Le condizioni sono disastrose maiali con gravi ferite, ernie, lacerazioni alle orecchie e alle code spesso tagliate

Nel comunicato dell’associazione si fa riferimento anche alla presenza di esche rodenticide nei corridoi di passaggio. Esche che dovrebbero essere collocate in contenitori idonei per evitare contaminazioni e minimizzare il rischio di ingestione da parte degli animali. Un passaggio delicato riguarda la gestione sanitaria: Greenpeace afferma che non ha rilevato  una zona infermeria o destinata a un adeguato isolamento degli animali feriti o malati.

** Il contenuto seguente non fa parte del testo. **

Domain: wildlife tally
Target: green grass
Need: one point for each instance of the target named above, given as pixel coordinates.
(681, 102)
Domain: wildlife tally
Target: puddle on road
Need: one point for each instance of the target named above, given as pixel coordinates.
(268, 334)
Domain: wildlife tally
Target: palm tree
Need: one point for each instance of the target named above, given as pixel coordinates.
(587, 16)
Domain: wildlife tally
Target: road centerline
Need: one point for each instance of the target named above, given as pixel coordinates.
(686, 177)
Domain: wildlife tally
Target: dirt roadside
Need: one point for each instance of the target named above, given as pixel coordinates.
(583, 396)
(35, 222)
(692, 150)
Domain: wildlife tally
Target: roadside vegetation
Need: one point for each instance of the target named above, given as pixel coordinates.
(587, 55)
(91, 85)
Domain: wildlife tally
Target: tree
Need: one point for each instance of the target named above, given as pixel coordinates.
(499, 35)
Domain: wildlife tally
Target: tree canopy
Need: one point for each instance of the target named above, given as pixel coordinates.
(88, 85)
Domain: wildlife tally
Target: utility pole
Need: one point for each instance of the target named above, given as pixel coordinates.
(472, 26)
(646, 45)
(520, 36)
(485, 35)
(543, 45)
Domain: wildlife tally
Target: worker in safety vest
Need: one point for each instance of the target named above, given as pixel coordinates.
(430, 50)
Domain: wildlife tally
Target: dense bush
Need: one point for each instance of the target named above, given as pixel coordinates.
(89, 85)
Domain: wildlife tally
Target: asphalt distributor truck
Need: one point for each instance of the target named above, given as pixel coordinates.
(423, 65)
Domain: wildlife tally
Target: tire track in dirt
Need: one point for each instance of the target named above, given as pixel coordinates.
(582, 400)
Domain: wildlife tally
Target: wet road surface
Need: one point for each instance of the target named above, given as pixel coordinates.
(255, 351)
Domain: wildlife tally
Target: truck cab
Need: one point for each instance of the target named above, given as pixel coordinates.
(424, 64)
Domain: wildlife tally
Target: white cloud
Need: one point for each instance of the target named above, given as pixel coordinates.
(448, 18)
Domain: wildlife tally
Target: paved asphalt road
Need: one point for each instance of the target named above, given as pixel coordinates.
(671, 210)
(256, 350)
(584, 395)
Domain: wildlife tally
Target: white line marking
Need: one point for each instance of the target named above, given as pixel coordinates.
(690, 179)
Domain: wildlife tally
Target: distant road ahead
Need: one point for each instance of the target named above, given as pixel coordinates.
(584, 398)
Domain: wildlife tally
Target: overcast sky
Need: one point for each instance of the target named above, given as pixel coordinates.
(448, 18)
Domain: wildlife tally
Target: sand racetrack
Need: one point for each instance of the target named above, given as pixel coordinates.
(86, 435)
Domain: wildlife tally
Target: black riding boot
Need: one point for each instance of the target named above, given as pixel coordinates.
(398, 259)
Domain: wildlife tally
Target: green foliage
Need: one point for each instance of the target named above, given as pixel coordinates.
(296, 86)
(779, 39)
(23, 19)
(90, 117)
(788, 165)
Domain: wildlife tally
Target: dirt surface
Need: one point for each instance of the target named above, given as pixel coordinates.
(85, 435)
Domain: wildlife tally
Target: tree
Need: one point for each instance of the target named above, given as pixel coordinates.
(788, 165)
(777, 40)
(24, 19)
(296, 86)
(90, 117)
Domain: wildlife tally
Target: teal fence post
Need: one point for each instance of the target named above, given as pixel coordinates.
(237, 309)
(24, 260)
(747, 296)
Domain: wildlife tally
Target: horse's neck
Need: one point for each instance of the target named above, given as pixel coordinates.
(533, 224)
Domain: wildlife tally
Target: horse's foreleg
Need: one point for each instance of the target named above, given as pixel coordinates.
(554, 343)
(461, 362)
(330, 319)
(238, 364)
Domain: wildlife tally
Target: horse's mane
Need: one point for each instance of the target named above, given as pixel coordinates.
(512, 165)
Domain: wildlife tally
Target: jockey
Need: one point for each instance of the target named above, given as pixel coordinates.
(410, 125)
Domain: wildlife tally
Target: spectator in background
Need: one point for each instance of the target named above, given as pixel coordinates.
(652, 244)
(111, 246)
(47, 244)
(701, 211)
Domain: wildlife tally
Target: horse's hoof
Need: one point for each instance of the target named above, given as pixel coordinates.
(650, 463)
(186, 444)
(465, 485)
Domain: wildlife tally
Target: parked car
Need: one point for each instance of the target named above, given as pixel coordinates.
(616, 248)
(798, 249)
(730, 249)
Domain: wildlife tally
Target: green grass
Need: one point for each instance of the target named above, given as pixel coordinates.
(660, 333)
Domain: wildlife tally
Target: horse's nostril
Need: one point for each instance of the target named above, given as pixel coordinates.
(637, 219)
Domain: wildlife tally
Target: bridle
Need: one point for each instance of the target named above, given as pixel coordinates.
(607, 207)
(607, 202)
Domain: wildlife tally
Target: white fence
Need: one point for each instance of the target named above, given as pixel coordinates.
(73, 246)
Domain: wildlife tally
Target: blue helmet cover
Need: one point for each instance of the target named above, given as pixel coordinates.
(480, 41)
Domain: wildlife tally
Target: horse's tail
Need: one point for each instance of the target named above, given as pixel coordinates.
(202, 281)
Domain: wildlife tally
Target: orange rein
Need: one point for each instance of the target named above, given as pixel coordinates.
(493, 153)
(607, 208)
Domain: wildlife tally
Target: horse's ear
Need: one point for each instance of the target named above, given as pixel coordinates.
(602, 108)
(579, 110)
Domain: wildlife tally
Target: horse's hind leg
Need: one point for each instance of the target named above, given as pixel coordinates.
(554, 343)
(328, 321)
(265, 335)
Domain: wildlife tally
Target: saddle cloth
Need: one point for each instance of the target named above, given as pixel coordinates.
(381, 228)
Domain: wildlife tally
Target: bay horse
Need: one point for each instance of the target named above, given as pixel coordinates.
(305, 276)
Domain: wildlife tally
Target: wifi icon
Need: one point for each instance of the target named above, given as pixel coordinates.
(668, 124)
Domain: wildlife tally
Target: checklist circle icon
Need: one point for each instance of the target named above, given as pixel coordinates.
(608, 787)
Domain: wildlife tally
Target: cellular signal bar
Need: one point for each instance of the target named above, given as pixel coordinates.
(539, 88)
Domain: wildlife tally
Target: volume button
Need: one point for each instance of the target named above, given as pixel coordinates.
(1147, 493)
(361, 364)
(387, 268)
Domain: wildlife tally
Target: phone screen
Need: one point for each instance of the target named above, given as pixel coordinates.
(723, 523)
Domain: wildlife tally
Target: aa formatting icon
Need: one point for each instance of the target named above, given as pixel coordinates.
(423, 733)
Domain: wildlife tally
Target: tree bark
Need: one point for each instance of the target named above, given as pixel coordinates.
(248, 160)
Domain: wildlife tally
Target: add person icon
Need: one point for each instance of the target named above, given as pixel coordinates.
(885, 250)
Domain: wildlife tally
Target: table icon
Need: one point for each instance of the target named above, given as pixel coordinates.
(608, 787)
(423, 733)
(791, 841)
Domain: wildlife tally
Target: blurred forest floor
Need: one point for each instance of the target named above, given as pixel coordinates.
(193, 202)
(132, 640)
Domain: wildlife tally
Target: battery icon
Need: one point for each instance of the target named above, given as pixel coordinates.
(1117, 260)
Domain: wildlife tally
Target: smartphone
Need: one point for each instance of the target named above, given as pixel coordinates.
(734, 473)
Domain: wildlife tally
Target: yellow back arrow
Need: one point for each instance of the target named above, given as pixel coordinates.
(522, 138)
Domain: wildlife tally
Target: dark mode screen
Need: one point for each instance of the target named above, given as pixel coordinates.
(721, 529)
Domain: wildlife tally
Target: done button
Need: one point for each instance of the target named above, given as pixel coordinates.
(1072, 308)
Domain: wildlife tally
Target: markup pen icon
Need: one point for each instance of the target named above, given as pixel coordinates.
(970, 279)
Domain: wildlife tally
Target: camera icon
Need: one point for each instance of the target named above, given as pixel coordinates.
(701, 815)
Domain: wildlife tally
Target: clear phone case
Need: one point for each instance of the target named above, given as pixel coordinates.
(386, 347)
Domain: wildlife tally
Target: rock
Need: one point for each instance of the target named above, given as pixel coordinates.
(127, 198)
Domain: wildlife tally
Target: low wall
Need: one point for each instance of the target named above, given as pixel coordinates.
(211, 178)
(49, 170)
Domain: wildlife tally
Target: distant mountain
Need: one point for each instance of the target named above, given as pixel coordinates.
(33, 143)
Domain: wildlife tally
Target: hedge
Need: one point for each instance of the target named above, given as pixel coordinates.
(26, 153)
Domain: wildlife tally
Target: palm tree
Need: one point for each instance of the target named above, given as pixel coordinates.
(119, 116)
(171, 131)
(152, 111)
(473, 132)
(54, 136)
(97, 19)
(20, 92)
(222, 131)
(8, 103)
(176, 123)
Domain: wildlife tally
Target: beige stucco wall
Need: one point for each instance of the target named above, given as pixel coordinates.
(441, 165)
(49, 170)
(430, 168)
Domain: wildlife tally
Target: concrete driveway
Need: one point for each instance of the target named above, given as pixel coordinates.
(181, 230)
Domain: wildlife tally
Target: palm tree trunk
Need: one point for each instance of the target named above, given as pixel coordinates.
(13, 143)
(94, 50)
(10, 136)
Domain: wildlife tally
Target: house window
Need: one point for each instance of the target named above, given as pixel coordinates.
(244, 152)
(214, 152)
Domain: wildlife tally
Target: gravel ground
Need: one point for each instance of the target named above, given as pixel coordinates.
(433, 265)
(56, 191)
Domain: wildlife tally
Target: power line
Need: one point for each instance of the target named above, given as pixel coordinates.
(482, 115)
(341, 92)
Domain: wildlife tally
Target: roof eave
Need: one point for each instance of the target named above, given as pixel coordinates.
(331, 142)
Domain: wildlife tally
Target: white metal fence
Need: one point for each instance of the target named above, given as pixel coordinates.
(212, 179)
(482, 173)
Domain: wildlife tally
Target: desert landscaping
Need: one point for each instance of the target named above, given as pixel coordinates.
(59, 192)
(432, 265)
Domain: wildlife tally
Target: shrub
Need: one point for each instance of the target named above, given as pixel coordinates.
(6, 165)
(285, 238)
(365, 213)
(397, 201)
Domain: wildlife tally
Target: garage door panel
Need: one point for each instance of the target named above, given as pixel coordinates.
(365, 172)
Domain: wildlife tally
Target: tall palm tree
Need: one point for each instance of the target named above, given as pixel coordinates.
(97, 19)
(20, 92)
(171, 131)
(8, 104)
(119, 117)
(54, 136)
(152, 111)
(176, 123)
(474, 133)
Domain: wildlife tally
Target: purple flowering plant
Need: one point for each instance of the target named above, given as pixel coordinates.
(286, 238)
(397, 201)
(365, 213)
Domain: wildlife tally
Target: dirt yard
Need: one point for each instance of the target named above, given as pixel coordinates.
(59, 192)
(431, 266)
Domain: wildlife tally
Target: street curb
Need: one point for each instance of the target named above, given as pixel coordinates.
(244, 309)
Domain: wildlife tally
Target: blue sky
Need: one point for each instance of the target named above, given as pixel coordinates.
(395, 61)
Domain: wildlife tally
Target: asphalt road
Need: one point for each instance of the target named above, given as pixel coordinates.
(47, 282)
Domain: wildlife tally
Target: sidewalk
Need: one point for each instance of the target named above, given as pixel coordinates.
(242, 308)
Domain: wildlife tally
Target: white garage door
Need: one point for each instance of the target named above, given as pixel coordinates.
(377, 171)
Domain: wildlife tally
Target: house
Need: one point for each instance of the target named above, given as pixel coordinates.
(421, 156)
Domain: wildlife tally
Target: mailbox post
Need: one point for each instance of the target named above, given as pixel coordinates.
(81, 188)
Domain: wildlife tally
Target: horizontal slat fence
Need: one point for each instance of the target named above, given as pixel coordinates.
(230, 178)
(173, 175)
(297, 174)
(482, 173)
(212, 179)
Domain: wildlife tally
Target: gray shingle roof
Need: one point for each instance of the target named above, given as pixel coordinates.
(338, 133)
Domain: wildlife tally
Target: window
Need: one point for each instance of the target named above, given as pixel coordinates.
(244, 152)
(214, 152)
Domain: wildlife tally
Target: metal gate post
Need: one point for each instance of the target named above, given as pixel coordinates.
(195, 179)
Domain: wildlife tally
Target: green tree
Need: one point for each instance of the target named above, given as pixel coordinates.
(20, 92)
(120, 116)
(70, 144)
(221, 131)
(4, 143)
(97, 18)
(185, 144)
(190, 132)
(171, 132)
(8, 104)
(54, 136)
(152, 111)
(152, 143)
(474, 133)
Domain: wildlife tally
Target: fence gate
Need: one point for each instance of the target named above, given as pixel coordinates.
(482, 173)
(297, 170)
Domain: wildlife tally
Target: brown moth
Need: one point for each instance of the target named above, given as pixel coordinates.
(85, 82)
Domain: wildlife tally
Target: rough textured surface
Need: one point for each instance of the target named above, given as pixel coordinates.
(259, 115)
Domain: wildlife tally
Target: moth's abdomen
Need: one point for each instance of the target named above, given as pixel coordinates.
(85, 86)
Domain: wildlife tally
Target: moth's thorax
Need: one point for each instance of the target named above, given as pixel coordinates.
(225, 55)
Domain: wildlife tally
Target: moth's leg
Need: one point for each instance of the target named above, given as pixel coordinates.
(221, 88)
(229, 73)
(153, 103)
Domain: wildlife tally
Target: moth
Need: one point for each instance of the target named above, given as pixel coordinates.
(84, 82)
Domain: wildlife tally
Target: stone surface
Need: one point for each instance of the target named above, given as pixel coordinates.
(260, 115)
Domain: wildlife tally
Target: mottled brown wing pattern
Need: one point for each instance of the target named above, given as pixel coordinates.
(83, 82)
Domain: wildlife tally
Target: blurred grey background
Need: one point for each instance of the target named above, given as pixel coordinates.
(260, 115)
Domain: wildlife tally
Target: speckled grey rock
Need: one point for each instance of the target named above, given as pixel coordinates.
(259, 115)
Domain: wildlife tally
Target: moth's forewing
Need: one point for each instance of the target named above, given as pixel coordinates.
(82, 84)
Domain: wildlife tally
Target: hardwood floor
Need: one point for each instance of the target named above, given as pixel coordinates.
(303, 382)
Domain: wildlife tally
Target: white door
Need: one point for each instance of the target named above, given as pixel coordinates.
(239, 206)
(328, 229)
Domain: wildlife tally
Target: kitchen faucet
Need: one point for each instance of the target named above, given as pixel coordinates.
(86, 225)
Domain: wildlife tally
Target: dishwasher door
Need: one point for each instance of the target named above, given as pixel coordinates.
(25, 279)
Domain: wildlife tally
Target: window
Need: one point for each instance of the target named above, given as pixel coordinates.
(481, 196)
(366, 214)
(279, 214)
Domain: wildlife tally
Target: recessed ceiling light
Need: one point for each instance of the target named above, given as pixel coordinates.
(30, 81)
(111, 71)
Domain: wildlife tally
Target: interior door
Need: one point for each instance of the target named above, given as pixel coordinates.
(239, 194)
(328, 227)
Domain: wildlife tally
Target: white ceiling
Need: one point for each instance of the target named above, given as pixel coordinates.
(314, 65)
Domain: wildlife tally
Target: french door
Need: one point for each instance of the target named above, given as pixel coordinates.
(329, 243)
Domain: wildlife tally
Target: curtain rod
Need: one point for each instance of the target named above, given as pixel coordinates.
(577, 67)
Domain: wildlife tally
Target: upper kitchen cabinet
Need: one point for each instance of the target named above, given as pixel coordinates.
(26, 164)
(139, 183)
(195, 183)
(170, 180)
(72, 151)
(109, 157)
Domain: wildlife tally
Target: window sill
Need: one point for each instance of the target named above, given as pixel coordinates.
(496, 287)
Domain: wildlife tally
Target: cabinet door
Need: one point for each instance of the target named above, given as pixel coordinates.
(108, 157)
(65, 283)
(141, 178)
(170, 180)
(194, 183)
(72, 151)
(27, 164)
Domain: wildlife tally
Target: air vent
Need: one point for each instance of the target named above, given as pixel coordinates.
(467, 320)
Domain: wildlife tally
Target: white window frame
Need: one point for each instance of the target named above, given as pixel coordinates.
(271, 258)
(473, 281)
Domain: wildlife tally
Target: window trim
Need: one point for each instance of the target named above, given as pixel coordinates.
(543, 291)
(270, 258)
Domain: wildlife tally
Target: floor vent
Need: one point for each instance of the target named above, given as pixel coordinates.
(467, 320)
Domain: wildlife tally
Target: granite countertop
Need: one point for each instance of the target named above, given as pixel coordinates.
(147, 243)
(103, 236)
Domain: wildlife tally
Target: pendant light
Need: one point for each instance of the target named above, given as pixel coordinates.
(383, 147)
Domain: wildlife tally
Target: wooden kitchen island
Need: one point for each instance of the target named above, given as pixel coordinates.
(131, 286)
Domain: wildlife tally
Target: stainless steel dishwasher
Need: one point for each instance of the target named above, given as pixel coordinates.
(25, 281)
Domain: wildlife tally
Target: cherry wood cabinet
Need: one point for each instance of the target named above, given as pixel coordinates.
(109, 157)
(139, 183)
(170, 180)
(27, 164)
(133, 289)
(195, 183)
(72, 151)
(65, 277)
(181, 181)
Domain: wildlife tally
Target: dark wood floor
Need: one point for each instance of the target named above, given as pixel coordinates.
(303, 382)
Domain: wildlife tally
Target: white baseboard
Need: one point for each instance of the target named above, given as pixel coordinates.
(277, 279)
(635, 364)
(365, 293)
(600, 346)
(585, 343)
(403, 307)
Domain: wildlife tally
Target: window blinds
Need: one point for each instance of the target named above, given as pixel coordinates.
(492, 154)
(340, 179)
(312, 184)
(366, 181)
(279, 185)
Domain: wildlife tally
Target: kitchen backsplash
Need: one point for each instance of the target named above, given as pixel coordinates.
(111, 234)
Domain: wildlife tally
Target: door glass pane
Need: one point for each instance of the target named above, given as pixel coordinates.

Maiali destinati al Prosciutto di Parma

Il legame tra il sito di Bondeno e La Pellegrina è confermato dai codici auricolari e i tatuaggi presenti sugli animali. Le immagini  mostrano un tatuaggio sulla coscia di un maiale che indica l’allevamento di nascita. La sigla “BG111” è riferita a “La Pellegrina” a Morengo in provincia di Bergamo, mentre la “M” indica il mese di nascita (maggio). Anche il codice sanitario sulle orecchie di alcuni animali conferma il collegamento. Questo aspetto è importante perché gli animali con questi codici sono allevati per essere destinati alla filiera Dop che comprende Prosciutto di Parma, prosciutto San Daniele e altri 17 salumi DOP. In altre parole Cascone alleva i maiali appena svezzati ricevuti probabilmente da La Pellegrina (che gestisce nei suoi capannoni circa 6.000 scrofe). Quando i maiali raggiungono il peso ottimale per essere macellati vengono presi in carico da La Pellegrina che li inserisce nel circuito dei prosciutti e dei salumi DOP.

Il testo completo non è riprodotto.